Avanzando en bienestar previsional



Por Marcela Parada, académica del Departamento de Ingeniería Industrial, Facultad de Ingeniería, Universidad de Concepción e investigadora adjunta del Núcleo Milenio MOVI

El gobierno se ha comprometido a ingresar en agosto una reforma previsional. Poco se sabe respecto de los detalles, pero se han sugerido componentes con fines de solidaridad. Este concepto coincide con lo propuesto en el borrador constitucional a votarse en septiembre, que estipula un sistema de seguridad social con características solidarias.

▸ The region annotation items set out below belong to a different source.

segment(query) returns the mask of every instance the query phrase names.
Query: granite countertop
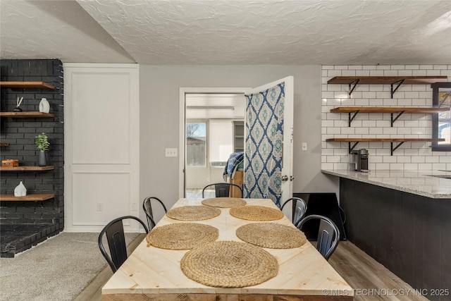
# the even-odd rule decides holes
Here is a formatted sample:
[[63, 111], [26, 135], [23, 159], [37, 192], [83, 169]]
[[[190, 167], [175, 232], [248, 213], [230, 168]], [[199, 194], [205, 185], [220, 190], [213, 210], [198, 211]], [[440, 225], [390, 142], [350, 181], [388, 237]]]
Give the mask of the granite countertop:
[[323, 169], [321, 172], [433, 199], [451, 199], [451, 179], [431, 176], [451, 176], [449, 171], [372, 171], [362, 173]]

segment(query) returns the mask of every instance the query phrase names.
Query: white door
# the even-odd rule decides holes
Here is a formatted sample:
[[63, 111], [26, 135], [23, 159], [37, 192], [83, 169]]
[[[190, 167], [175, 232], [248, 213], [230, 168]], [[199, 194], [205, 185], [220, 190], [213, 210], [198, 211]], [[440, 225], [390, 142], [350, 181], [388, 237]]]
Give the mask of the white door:
[[270, 198], [280, 206], [292, 196], [293, 77], [245, 96], [245, 197]]

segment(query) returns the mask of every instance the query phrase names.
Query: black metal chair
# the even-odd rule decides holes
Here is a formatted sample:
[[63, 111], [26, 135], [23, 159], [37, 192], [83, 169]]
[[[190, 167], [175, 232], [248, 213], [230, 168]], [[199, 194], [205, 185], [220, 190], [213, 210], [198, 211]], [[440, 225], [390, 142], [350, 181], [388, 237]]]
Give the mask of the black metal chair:
[[164, 213], [168, 212], [168, 209], [166, 207], [164, 206], [163, 202], [155, 197], [147, 197], [144, 199], [142, 202], [142, 209], [144, 209], [144, 212], [146, 214], [146, 216], [147, 218], [147, 224], [149, 225], [149, 231], [151, 231], [154, 228], [154, 227], [156, 225], [155, 221], [154, 220], [154, 213], [152, 211], [152, 200], [157, 201], [159, 202], [161, 206], [163, 206], [163, 209], [164, 209]]
[[307, 205], [305, 204], [305, 201], [300, 197], [290, 197], [285, 201], [285, 202], [280, 206], [280, 210], [283, 209], [283, 207], [287, 204], [291, 202], [292, 207], [292, 222], [295, 226], [304, 217], [305, 211], [307, 209]]
[[[106, 262], [110, 265], [110, 267], [113, 270], [113, 273], [121, 267], [122, 264], [127, 260], [127, 245], [125, 245], [125, 237], [124, 235], [124, 227], [122, 221], [126, 219], [132, 219], [137, 221], [144, 227], [146, 231], [146, 233], [149, 233], [146, 224], [136, 216], [131, 215], [118, 217], [110, 221], [104, 227], [102, 231], [99, 234], [99, 248]], [[104, 235], [106, 235], [106, 240], [108, 241], [108, 245], [110, 250], [110, 255], [108, 254], [102, 238]]]
[[329, 218], [316, 214], [308, 215], [299, 221], [297, 228], [302, 230], [302, 226], [305, 222], [311, 219], [319, 220], [316, 250], [326, 258], [326, 260], [329, 260], [329, 257], [338, 245], [340, 231]]
[[235, 187], [240, 190], [240, 197], [242, 197], [242, 188], [236, 184], [232, 184], [228, 183], [216, 183], [214, 184], [207, 185], [202, 190], [202, 197], [205, 197], [205, 190], [208, 190], [209, 188], [214, 186], [215, 196], [216, 197], [227, 197], [229, 196], [229, 191], [230, 187]]

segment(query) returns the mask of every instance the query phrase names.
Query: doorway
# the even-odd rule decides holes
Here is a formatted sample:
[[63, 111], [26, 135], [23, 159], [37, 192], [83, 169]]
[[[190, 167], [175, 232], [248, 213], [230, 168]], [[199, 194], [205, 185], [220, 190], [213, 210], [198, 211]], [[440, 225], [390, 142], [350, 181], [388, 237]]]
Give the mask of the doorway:
[[[180, 119], [183, 126], [180, 135], [179, 195], [185, 197], [186, 192], [186, 97], [190, 94], [226, 94], [243, 96], [246, 108], [241, 110], [245, 116], [244, 134], [243, 194], [245, 197], [271, 198], [280, 205], [281, 199], [292, 195], [292, 142], [294, 79], [288, 76], [255, 88], [180, 88]], [[216, 95], [217, 96], [217, 95]], [[199, 101], [197, 109], [210, 109]], [[218, 105], [218, 107], [230, 106]], [[203, 106], [203, 107], [202, 107]], [[216, 111], [216, 108], [213, 111]], [[233, 110], [232, 110], [233, 111]], [[239, 110], [237, 110], [238, 111]], [[197, 116], [199, 117], [199, 116]], [[221, 119], [216, 117], [218, 119]], [[243, 119], [245, 119], [243, 116]], [[249, 133], [247, 133], [249, 131]], [[208, 132], [206, 130], [206, 133]], [[210, 134], [210, 137], [213, 137]], [[206, 140], [208, 138], [206, 137]], [[206, 142], [206, 147], [209, 143]], [[226, 152], [231, 153], [230, 149]], [[212, 166], [213, 155], [206, 164]], [[283, 159], [285, 158], [285, 159]], [[221, 159], [220, 161], [226, 159]], [[224, 171], [221, 168], [218, 171]], [[211, 177], [210, 177], [211, 181]], [[222, 182], [222, 181], [221, 181]], [[271, 193], [270, 193], [271, 192]]]
[[185, 94], [184, 195], [224, 182], [230, 154], [244, 150], [244, 93]]

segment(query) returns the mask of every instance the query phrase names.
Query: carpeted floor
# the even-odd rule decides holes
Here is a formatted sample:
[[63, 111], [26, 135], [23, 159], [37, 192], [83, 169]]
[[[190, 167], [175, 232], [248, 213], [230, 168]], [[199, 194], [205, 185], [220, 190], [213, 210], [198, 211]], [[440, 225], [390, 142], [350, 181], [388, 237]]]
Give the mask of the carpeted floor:
[[[0, 300], [72, 300], [106, 266], [95, 233], [61, 233], [0, 258]], [[126, 233], [127, 244], [137, 233]]]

El actual sistema de pensiones tiene componentes de solidaridad de manera indirecta; esto es, a partir de rentas generales. Las personas de mayores ingresos contribuyen más a esta recaudación. Sin embargo, existen en el mundo otros mecanismos de solidaridad que incluyen fondos financiados directamente por los trabajadores.

La implementación de un pilar contributivo con fines solidarios en Chile no es una novedad. Este concepto fue recomendado en 2015 por la Comisión Bravo y considerado en reformas ingresadas en 2017 y 2020. En estas instancias, las tasas sugeridas en el pilar solidario contributivo han variado entre el 2 y 3%.

En este contexto, es importante considerar en el diseño de políticas el proceso de retroalimentación ciudadana, especialmente respecto a retroalimentaciones negativas. Es el caso cuando, por ejemplo, costos no anticipados fomentan el interés individual y generan motivaciones ciudadanas por cambios en políticas. Este es un fenómeno documentado en la literatura científica.

De esta forma, para reformar un sistema de pensiones, es clave considerar las evaluaciones que la sociedad tiene respecto a ciertos componentes fundamentales de dichos proyectos.

La evidencia en Chile muestra que menos de un 30% de la población está de acuerdo con implementar un pilar solidario financiado por los trabajadores (sexta ronda de la Encuesta de Protección Social del Ministerio de Desarrollo Social). Estos datos también muestran que personas con educación universitaria y del último cuartil de ingresos, están más a favor de este pilar solidario que el resto de la población. Este es un resultado no obvio y, al mismo tiempo, esperanzador para el diseño de políticas. Esto, puesto que los grupos más educados y de mayores ingresos financiarían en mayor proporción que el resto la recaudación solidaria, sin necesariamente recibir los beneficios directos. Los beneficios para estos imponentes son indirectos, tal como un mejor bienestar en el país, y mejor distribución del ingreso.

Lo anterior, considerando que las recomendaciones internacionales sugieren sistemas de pensiones multi-pilares con al menos un pilar básico solidario, uno contributivo individual y otro contributivo con fines de redistribución de ingresos. La misma encuesta muestra que solamente un 12% de la población está de acuerdo con un modelo que incluya estos tres pilares.

Todo esto implica que, en caso de querer implementar un pilar adicional en el sistema previsional, son necesarias estrategias de comunicación y educación para prevenir resultados no anticipados y para potenciar el apoyo ciudadano ya existente.